I love my sons. Have fairly neat conversations with them for the most part, and on any given day we laugh together at least a few times - either as groups of two or as a family.

Being siblings, the boys will fight. Usually over stupid things; and they both say stuff to one another (I think) to start arguments, but I also think that's a very typical family dynamic - my least favorite typical thing - but something that happens in every family.

Well, OK. My least favorite...tied with noncompliance of chores and requested tasks.

Due to Karl's Asperger's, he is more pragmatic and literal than most, even cynical television talk show hosts would be blown away by his acuity and mental devices. Thank God he is not a Republican.

As a boy he would grasp things on a different level (and to some small degree, still does), and because of his very literal way of hearing, seeing and processing information, his thoughts and comments have always been refreshing and quirky - and very honest and straightforward (to my dismay at times). Sometimes I would have to stop and think like Karl to understand what it was he wasn't getting, or that was stuck in his brain sideways.

Observations through Karl's eyes have (up until recently) been charming, odd, curious and thought-provoking.

For example:

I was walking along outside near some bushes, when out from it poured a swarm of mosquitoes. As I slapped and clapped and frantically waved to shoo them away from my head, one flew up my nose!

Shocker!

It was one of those things that makes you take notice, real fast. First thing I tried to do was just blow/huff/snort the creature out. But without a visual confirmation, you always question whether or not the bug in question actually did pop back out.

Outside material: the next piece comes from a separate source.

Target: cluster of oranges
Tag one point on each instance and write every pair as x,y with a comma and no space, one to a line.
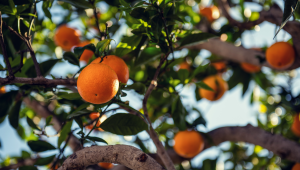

Sooooo, I hustled in to the house and called for a tissue (Karl had grabbed the box from the living room). He came out to find me with a "funny" look on my face, and he asked what was wrong.

While I blew my nose to be certain Mr. Bloodsucker wasn't still residing up my nasal cavity, I relayed the story of the mosquito flying pall mall, kamikaze-style up my nose. To which he matter-of-factly replied: "Ya know, mom, if you were a mouth-breather instead of a nose-breather, you wouldn't have this problem."

"Yeah, but, then I would have a mosquito in my mouth."

"Uh-huh. But that one you could spit out. See?"

Huh.

And then there was time I was trimming tree limbs from a bunch of low hanging branches, and Karl observed that sawdust shouldn't be called "sawdust," because it wasn't the result of the saw disintegrating.

"Why isn't it called "treedust?"

And is "fairy dust" ground up fairy bits? Is Tinkerbell sort of twisted?